At a glance
Alerts for Statement Error Rate Spike (>1% in 5m): the firing list of windows where the share of SQL statements ending in an error crossed 1% and held there across a 5-minute window. This is the “queries are failing, not just slow” alarm. A latency spike means users wait; an error-rate spike means statements are being rejected outright, which surfaces to the application as failed transactions, 500s, and abandoned operations. For a DBA or SRE team this card separates a degradation (slow) from a breakage (failing), and breakage is the higher-priority class.
| What it tracks | Alerts for Statement Error Rate Spike (>1% in 5m): each firing is a sustained breach of the 1% statement-error threshold. |
| Data source | Ratio of failed SQL statements to total SQL statements, derived from the sql.failure.count and sql.query.count time-series metrics. The DB Console SQL dashboard and the Statements page (with status filters) expose the same failure counts. |
| Metric basis | Error percentage of executed statements, not a raw error count. 50 errors out of 5,000,000 statements is a non-event; 50 out of 4,000 is a fire. |
| Time window | 5m: the error rate is computed over a rolling 5-minute window and must stay above threshold across it. |
| Alert trigger | >1% sustained 5m: statement error rate above 1% held across the 5-minute window. |
| What counts as a firing | A 5-minute window where the failed/total statement ratio stayed above 1%. A single bad deploy that errors for 30 seconds and recovers does not fire; a sustained 5-minute breach does. |
| What does NOT fire | (1) Sub-window blips that recover before the 5 minutes elapse; (2) High absolute error counts that are still under 1% of a large statement volume; (3) Transaction retries that ultimately succeed (those are counted by Transaction Retries (24h), not as failures here). |
| Roles | DBA, platform, SRE |
Calculation
The underlying signal is statement error rate, defined as:sql.failure.count. The denominator is total executed statements, drawn from sql.query.count. CockroachDB increments the failure counter for statements that end in a SQL error returned to the application: syntax errors, constraint violations, permission failures, statement timeouts, and, importantly, transaction conflicts that exhausted their automatic retries (serialization failures returned as 40001).

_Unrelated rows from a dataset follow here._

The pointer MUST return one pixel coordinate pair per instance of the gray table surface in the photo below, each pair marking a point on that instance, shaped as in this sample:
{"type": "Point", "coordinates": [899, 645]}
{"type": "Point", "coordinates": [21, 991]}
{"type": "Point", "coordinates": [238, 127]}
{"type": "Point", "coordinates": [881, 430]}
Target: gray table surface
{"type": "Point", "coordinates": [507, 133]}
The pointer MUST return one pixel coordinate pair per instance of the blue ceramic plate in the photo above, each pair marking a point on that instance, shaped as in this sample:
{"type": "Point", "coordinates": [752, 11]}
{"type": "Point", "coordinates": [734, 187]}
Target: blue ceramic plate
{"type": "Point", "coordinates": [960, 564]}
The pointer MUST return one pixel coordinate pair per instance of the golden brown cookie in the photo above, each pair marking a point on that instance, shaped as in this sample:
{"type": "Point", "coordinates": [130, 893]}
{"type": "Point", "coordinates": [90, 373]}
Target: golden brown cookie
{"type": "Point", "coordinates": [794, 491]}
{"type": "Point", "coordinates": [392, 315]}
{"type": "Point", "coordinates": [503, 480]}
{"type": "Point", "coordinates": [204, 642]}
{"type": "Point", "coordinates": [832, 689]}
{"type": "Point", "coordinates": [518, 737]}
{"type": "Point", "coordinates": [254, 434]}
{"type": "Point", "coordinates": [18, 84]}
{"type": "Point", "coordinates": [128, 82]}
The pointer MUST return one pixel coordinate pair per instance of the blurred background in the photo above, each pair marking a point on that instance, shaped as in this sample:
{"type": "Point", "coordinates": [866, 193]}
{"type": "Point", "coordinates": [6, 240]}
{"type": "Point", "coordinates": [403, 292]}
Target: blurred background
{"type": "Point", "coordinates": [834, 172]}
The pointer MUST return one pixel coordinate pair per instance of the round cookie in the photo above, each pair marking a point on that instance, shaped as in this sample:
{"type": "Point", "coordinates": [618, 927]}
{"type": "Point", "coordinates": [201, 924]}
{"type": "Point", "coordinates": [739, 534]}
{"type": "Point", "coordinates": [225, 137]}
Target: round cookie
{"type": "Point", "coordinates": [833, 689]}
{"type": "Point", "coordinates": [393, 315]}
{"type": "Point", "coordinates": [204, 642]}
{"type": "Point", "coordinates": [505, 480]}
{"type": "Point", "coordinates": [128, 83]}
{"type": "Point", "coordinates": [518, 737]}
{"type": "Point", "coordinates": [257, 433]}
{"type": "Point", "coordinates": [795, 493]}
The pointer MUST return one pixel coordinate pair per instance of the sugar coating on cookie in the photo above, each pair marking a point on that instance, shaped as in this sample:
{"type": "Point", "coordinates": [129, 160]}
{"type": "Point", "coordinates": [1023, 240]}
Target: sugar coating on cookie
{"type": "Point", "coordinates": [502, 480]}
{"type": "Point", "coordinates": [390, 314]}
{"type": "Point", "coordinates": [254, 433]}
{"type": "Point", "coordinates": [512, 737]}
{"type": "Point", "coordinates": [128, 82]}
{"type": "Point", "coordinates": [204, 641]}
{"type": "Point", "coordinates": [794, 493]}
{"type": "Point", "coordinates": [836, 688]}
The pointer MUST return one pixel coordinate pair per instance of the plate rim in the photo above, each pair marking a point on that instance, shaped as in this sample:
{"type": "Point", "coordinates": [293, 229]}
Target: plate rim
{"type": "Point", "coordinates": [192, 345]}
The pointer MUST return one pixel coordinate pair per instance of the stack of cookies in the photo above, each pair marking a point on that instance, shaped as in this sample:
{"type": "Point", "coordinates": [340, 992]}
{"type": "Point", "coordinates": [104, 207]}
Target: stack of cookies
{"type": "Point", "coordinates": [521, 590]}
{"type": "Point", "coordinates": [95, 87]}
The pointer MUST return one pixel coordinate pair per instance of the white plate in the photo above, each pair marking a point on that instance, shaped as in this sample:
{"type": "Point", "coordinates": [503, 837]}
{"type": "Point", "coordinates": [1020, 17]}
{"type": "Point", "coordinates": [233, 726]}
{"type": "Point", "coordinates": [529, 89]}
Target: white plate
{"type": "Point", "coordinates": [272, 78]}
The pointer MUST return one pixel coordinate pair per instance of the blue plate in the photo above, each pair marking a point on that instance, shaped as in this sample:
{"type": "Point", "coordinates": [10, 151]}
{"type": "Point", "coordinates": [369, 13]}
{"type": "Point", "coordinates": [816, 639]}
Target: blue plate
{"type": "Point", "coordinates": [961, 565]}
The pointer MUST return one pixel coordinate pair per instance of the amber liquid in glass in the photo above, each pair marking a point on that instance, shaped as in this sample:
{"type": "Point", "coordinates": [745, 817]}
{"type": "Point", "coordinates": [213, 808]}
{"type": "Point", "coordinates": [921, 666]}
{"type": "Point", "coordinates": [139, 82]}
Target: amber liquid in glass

A subtlety unique to CockroachDB: the cluster automatically retries many transaction conflicts internally. Those internal retries do not count as failures here as long as the transaction eventually commits; they are tracked separately on Transaction Retries (24h). Only a conflict that the cluster could not resolve and bounced back to the client as a 40001 error counts toward this rate.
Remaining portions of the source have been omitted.